Im Dezember 2015 verübten Hacker einen umfangreichen Angriff auf die Stromversorgung in der Ukraine. Die IT-Systeme mehrerer Umspannwerke wurden mit Schadsoftware namens „Black Energy“ infiziert und heruntergefahren. Über 200.000 Menschen waren betroffen und der Strom war für bis zu sechs Stunden unterbrochen. Für den Angriff wird die Gruppe “Sandworm” verantwortlich gemacht, die nach Angaben europäischer Sicherheitsbehörden einem anderen russischen Geheimdienst, dem GRU, zugeordnet ist.

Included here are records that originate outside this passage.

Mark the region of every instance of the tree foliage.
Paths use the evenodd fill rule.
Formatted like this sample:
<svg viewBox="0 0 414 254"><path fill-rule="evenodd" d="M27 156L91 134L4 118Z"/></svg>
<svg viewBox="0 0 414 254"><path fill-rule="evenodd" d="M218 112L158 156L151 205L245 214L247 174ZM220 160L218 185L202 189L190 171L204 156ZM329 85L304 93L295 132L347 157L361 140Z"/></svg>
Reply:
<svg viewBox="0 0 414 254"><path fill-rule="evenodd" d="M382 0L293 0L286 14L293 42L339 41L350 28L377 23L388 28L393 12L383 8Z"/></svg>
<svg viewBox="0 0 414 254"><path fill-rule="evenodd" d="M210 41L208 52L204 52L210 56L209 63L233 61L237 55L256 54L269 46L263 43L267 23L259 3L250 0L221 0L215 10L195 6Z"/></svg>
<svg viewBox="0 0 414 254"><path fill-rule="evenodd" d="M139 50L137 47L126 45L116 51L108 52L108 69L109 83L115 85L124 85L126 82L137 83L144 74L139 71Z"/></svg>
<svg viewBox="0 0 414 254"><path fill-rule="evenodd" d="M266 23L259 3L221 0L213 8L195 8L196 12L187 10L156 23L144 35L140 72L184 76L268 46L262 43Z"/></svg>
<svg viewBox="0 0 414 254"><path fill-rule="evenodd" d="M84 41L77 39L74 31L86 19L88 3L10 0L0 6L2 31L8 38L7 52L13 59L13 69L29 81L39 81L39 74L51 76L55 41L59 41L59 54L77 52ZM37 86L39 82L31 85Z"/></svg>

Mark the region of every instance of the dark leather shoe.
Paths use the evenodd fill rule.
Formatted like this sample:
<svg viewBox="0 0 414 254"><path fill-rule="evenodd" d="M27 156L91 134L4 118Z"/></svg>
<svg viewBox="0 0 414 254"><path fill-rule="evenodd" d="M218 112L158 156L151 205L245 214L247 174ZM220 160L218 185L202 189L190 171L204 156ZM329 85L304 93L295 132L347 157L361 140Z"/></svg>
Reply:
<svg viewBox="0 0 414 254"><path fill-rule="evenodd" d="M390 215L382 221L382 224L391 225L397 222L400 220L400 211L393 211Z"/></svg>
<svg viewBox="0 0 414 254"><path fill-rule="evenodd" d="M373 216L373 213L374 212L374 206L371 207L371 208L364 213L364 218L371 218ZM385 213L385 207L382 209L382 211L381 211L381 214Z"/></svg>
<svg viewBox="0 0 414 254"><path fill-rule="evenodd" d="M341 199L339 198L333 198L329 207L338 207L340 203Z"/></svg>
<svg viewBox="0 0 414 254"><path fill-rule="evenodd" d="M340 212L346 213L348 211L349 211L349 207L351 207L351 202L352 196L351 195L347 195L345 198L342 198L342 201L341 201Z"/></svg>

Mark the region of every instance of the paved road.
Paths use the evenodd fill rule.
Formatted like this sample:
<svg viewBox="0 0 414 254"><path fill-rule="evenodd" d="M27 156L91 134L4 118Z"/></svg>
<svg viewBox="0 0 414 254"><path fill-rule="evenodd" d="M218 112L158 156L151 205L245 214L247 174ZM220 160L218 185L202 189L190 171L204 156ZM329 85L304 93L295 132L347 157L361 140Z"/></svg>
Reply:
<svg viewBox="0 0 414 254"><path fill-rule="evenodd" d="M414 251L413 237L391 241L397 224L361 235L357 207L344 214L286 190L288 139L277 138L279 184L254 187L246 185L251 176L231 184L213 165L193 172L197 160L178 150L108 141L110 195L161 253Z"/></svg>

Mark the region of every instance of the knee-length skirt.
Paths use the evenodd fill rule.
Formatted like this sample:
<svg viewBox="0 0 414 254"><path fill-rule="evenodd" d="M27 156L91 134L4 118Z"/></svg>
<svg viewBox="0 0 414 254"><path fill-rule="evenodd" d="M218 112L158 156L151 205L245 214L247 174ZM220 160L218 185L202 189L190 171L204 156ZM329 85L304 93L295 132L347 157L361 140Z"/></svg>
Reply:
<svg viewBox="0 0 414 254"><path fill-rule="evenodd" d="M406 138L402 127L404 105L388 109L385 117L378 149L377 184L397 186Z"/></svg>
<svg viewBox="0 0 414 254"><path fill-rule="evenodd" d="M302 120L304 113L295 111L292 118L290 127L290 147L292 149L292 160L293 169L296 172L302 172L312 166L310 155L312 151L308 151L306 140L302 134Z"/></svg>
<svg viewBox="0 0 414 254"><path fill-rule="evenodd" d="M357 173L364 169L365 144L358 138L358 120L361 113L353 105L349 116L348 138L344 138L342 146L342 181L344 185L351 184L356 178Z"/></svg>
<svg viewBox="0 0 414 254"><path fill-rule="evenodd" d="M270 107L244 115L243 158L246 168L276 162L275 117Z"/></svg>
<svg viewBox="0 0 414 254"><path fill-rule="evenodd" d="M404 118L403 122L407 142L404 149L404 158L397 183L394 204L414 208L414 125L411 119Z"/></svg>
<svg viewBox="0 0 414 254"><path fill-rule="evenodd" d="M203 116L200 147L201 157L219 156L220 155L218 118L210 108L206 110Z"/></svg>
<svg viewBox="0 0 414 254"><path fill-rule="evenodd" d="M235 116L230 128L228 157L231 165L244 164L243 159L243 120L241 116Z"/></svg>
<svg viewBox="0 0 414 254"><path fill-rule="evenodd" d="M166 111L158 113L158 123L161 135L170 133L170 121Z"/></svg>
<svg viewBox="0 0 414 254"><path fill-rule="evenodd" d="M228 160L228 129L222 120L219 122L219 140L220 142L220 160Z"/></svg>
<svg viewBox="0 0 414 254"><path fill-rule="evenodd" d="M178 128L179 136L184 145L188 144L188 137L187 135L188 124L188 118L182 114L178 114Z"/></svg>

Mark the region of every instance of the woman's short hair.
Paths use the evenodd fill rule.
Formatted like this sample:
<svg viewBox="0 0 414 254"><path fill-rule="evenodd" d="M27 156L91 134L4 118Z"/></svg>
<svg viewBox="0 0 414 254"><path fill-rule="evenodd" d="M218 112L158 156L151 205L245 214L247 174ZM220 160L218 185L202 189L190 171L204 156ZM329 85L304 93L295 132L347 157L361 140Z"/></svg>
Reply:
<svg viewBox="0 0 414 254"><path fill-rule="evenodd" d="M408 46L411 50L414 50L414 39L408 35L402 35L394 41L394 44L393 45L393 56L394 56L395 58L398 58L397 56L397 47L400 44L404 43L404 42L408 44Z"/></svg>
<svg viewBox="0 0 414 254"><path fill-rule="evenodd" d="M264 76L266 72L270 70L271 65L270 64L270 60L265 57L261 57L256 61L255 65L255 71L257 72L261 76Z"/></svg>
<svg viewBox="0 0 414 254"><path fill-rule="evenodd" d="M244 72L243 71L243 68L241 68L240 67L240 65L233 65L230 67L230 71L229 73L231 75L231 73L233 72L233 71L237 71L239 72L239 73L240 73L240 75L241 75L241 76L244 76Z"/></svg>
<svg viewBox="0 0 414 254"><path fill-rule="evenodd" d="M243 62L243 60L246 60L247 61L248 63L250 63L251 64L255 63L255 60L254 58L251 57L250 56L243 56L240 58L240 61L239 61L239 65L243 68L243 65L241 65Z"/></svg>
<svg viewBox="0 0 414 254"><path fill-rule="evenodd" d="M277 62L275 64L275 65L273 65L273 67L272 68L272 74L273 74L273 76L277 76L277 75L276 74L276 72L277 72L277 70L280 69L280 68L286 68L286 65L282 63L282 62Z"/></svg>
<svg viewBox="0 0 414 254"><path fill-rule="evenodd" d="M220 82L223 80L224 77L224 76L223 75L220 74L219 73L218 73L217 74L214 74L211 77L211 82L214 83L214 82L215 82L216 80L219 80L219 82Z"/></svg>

Gabby Roncone arbeitet als IT-Sicherheitsspezialistin bei Mandiant und begleitet das „Berserk Bear“-Team seit Jahren: „Eine unserer größten Sorgen ist, dass sich Hacker dauerhaft in den kompromittierten Netzwerken installieren und sich später diesen Zugang verschaffen können Es ist an der Zeit, es für destruktive Angriffe zu nutzen.“ Roncone betont, dass es dafür derzeit keine Beweise gibt. Er weist darauf hin, dass Hacker derzeit hauptsächlich Büronetzwerke ausspionieren, keine Industrieanlagen. Dies würde völlig neue Werkzeuge und tiefgreifende Erfahrung erfordern.

Aktivitäten, die vom Verfassungsschutz überwacht werden

In wie viele Unternehmensnetzwerke die Hacker von „Berserk Bear“ aus eindringen konnten, ist unklar. Nur kritische Infrastrukturunternehmen müssen solche Vorfälle melden. Das Bundesverfassungsschutzamt konnte zumindest einen Teil des ein- und ausgehenden Internetverkehrs der Hacker überwachen. Denn einer der von den Hackern genutzten Server stand in Deutschland.